Edy, chiudiamo con un auspicio per il nuovo Cagliari che, come voi nel 2004, ha riabbracciato la serie A. Dove pensa che possa arrivare la squadra di Ranieri in proiezione futura?  

“Il primo obiettivo dovrà essere una salvezza tranquilla, che peraltro non sarà neanche tanto facile da conquistare. Però in panchina c’è Ranieri, un vero maestro. Un allenatore validissimo non solo sotto il profilo umano, ma anche dal punto di vista tecnico-tattico. L’anno scorso ha compiuto un’impresa incredibile: da quando è arrivato la squadra è cambiata radicalmente. Si è compattata, ha ritrovato concretezza e pragmatismo, unità di intenti e armonia di gruppo. E solidità difensiva: un presupposto imprescindibile per avere successo in serie B. Riuscendo poi a sfruttare al massimo le occasioni create per andare in gol. Proprio come ha fatto a Bari, nella finale playoff.

Altra cosa importante: il Cagliari ha abortito la costruzione dal basso e l’eccesso di palleggio. Esagerare coi passaggi orizzontali significa diventare prevedibili. Oggi si tende a verticalizzare il gioco il più possibile per sorprendere gli avversari: il tiki-taka non esiste più. Chi lo fa è destinato, alla fine dei conti, a muovere la palla senza però guadagnare mai campo. Invece verticalizzando subito dopo aver riconquistato la sfera nella propria metà campo ci si espone magari al rischio di sbagliare qualche giocata, ma se il passaggio riesce ci si ritrova lanciati in porta.
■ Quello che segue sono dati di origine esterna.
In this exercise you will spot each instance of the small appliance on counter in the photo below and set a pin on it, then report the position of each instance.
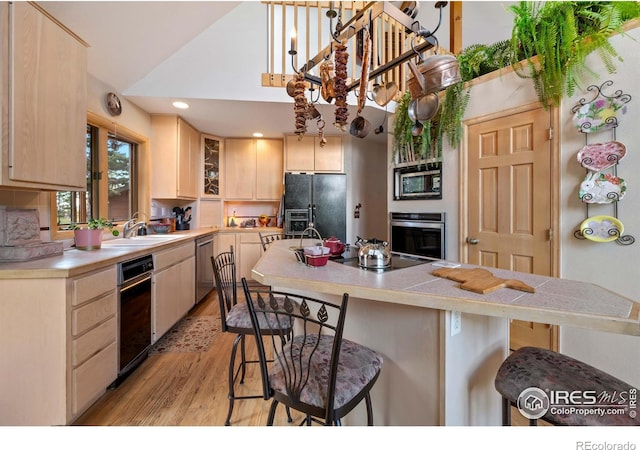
(20, 236)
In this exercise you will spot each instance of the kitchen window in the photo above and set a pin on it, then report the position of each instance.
(112, 157)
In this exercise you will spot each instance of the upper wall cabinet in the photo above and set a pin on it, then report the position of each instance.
(175, 158)
(212, 148)
(43, 79)
(253, 169)
(307, 155)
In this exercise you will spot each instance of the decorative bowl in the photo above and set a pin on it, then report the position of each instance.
(602, 228)
(316, 261)
(597, 157)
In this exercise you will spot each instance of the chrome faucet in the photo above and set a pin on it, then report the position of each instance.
(131, 226)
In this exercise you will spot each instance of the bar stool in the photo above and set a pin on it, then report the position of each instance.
(236, 319)
(530, 375)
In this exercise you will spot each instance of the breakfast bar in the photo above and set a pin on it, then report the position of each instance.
(434, 374)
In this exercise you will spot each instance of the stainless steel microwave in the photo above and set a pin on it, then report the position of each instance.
(418, 182)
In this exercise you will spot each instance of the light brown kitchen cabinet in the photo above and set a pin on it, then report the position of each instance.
(250, 252)
(307, 155)
(253, 169)
(94, 330)
(173, 288)
(44, 101)
(60, 337)
(175, 158)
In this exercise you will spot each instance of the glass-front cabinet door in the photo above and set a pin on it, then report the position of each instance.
(212, 148)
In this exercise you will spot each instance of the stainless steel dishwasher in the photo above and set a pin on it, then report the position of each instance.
(204, 270)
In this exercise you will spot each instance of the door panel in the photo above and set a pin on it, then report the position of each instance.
(509, 203)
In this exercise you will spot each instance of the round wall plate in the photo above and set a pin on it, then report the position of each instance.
(602, 228)
(113, 104)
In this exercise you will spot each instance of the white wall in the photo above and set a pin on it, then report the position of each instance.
(606, 264)
(609, 265)
(365, 162)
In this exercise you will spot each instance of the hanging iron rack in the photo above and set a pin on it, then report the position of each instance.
(610, 123)
(362, 18)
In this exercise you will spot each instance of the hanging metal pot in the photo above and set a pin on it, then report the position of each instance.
(423, 108)
(384, 93)
(439, 72)
(360, 127)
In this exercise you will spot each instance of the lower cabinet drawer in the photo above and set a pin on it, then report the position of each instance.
(91, 379)
(89, 315)
(89, 344)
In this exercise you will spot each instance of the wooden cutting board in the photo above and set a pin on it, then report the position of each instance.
(480, 281)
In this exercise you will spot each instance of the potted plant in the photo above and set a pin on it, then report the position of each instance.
(551, 40)
(90, 238)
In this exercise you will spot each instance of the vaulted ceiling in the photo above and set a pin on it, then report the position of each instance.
(210, 54)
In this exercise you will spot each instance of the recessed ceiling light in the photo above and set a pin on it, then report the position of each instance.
(180, 105)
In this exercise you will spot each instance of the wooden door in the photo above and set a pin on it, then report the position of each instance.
(510, 203)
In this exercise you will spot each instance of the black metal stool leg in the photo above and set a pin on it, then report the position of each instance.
(367, 400)
(506, 412)
(244, 360)
(272, 412)
(231, 395)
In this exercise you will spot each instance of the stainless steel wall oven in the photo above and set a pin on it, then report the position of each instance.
(421, 234)
(134, 285)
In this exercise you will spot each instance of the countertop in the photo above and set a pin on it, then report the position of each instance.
(74, 262)
(556, 301)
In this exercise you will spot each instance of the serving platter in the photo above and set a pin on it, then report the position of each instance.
(601, 228)
(599, 115)
(597, 157)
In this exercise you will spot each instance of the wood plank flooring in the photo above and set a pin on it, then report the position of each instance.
(190, 389)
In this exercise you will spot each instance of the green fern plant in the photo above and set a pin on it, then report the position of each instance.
(561, 35)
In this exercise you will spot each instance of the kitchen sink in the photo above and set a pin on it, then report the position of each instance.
(139, 241)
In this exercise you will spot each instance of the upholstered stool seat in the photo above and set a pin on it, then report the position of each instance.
(553, 373)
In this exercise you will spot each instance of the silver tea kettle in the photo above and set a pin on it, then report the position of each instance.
(373, 253)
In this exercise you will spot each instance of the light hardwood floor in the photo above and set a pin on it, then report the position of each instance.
(185, 389)
(190, 389)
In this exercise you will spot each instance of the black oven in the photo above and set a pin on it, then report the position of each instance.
(295, 222)
(134, 285)
(421, 234)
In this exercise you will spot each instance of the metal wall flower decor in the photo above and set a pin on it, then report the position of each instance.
(601, 185)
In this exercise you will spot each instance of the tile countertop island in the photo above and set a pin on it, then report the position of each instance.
(431, 375)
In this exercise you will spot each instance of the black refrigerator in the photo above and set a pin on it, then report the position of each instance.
(320, 199)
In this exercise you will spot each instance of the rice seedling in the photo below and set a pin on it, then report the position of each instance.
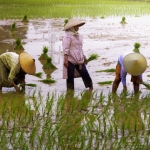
(38, 74)
(123, 21)
(105, 82)
(44, 55)
(18, 45)
(13, 27)
(107, 70)
(92, 57)
(49, 64)
(31, 84)
(136, 47)
(25, 20)
(146, 85)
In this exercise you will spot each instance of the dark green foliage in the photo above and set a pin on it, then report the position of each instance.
(18, 45)
(44, 55)
(49, 64)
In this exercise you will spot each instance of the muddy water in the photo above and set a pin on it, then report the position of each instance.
(106, 37)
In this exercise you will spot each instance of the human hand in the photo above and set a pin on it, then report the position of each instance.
(124, 89)
(16, 87)
(66, 63)
(86, 62)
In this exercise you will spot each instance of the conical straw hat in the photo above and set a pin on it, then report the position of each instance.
(73, 22)
(135, 63)
(27, 63)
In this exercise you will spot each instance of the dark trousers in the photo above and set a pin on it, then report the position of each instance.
(84, 75)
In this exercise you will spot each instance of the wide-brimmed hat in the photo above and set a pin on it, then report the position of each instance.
(135, 63)
(73, 22)
(27, 63)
Tra l’altro questo modo di giocare era perfetto per il mio Cagliari, che annoverava dei velocisti micidiali come Suazo, Esposito e Langella. Poi va detto che noi mettevamo in mostra anche un gran bel calcio corale, con tutta la qualità tecnica che c’era in rosa. Era divertente allenare quel gruppo di grandi giocatori.”